I am pleased to join you today from the lands of the Gadigal people of the Eora nation. I pay my respects to their elders past, present and emerging. This always was, and always will be, Aboriginal land.

Thank you to the award co-convenors – the Centre for Asian-Australian Leadership, Johnson Partners, PwC Australia and Asialink – and to the award judges, for the honour of being named the winner of the Not-for-profit/Community & Advocacy category of the 40 under 40 Most Influential Asian-Australian Awards.

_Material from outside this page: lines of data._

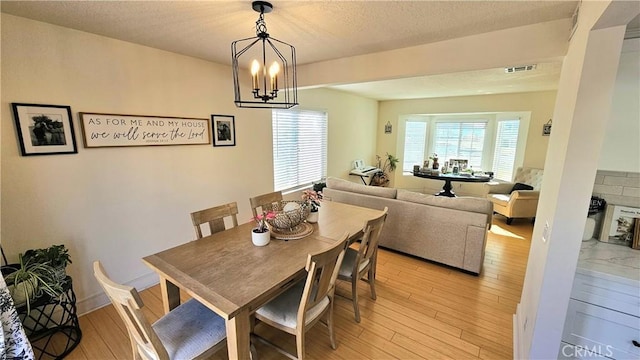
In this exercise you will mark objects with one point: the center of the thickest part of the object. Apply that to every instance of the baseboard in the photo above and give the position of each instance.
(97, 301)
(518, 352)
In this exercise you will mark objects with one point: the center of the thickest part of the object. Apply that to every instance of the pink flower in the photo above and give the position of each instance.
(261, 220)
(312, 198)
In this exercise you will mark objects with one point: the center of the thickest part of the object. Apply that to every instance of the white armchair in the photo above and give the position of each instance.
(516, 203)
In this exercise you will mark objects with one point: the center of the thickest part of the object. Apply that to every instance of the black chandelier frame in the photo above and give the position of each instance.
(284, 97)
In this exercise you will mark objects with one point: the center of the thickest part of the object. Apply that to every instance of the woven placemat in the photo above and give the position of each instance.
(298, 232)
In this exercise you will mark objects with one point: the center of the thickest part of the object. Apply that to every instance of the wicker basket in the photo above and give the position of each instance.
(288, 220)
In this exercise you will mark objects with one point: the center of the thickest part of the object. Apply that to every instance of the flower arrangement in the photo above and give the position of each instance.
(261, 221)
(312, 198)
(381, 178)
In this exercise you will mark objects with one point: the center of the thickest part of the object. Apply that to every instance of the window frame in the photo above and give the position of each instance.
(298, 183)
(492, 119)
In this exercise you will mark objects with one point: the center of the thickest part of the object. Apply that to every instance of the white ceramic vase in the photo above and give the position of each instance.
(260, 239)
(313, 217)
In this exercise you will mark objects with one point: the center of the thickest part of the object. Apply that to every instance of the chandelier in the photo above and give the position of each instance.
(269, 63)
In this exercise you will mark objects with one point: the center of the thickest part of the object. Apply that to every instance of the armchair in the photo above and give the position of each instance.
(516, 203)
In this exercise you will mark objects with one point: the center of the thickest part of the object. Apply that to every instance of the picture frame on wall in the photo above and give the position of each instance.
(619, 224)
(223, 129)
(44, 129)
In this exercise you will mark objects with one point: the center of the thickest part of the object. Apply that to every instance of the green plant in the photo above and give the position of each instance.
(389, 164)
(57, 256)
(31, 279)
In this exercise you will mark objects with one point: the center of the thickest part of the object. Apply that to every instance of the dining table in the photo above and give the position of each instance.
(233, 277)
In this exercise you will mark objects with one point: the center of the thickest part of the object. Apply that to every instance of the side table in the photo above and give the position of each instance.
(52, 324)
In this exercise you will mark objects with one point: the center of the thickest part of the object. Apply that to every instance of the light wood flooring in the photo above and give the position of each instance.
(423, 311)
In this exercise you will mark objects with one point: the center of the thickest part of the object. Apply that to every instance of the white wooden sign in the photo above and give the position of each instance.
(104, 130)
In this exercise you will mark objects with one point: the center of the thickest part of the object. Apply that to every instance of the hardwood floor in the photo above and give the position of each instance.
(423, 311)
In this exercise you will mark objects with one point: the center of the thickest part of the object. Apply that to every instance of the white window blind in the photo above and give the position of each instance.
(505, 150)
(414, 144)
(299, 147)
(460, 140)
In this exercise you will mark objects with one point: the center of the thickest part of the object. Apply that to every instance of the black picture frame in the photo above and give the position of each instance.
(223, 130)
(44, 129)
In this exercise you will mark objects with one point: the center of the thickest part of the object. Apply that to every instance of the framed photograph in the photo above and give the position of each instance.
(546, 128)
(619, 224)
(224, 130)
(44, 129)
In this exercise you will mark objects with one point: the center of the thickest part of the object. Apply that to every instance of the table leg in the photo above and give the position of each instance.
(170, 295)
(446, 189)
(238, 329)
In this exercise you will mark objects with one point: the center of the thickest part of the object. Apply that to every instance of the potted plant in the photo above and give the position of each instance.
(312, 198)
(56, 256)
(30, 279)
(260, 235)
(381, 178)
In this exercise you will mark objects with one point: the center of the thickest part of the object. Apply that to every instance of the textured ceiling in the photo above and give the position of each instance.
(320, 30)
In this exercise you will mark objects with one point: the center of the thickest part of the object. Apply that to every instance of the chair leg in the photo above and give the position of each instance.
(354, 295)
(332, 337)
(372, 282)
(300, 345)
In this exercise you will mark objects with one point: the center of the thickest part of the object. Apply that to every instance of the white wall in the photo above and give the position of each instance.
(540, 104)
(121, 204)
(621, 144)
(581, 114)
(353, 136)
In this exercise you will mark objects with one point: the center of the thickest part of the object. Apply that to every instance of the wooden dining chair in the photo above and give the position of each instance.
(190, 331)
(215, 218)
(265, 202)
(361, 262)
(303, 305)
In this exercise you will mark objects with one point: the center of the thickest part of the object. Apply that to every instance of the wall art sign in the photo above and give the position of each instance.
(44, 129)
(111, 130)
(224, 130)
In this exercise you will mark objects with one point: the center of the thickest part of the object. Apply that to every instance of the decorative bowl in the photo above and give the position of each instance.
(289, 214)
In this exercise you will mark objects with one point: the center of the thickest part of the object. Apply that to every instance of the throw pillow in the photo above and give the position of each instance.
(520, 186)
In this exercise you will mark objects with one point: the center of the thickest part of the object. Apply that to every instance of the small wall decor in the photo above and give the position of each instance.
(44, 129)
(388, 128)
(546, 128)
(224, 130)
(619, 224)
(115, 130)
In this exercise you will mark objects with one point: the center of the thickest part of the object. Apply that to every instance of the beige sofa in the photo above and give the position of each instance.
(451, 231)
(516, 203)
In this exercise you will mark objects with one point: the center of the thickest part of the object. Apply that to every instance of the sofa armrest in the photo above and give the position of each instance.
(493, 187)
(525, 195)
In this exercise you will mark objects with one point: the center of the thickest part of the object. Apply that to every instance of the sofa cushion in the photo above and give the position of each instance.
(472, 204)
(344, 185)
(520, 186)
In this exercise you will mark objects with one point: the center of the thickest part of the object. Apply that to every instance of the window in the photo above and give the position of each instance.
(414, 144)
(490, 141)
(460, 140)
(299, 147)
(505, 151)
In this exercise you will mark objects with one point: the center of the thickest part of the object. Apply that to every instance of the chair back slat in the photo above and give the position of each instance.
(214, 217)
(265, 202)
(128, 304)
(322, 271)
(369, 244)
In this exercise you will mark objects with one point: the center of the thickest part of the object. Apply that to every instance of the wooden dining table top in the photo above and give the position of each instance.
(227, 273)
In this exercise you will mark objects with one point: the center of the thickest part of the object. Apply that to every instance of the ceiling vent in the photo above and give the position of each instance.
(520, 68)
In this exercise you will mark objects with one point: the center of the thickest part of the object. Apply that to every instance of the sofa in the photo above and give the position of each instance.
(519, 198)
(450, 231)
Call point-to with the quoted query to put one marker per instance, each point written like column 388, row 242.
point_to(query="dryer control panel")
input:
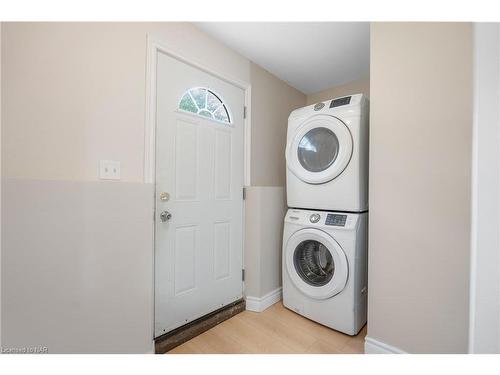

Thank you also to my family, friends and my colleagues at the Kaldor Centre for International Refugee Law and beyond, without whom my contributions would have been far less.

By celebrating Asian-Australian leadership, this award does more than just recognise the contributions of Asian-Australians across many sectors of Australian life. 

In seeking to diversify our image of leadership, this award highlights the fact that not everyone’s contributions are visible and valued – and begs the question of who else’s contributions we’re missing out on.

It’s a call to acknowledge that when it comes to promoting a truly inclusive society, in which everyone has the opportunity to reach their full potential, we’ve still got a lot of work to do.

This is abundantly clear when it comes to refugees and people seeking asylum. I believe that how we treat people seeking safety is a test of how truly we hold to the idea that everyone deserves the opportunity to flourish. When we allow any group to be treated without dignity – as we do with refugees and people seeking asylum – we undermine the foundations of an inclusive society. And in that, we all lose.

I believe all of us who are named in these 40 Under 40 Awards today are called upon to be champions for diversity and inclusion. Change won’t simply happen by accident – it will happen because we believe it has to, and commit ourselves to making it a reality. For me that means committing myself to being a good ally to all those who face barriers to inclusion; to use whatever opportunities I have to celebrate their strength and contributions; and to call out policies, attitudes and behaviours that fail to live up to our promise of dignity and respect for all. I’m committed to the work ahead, and I’m honoured to be able to embark on it together with the other winners and supporters of this award.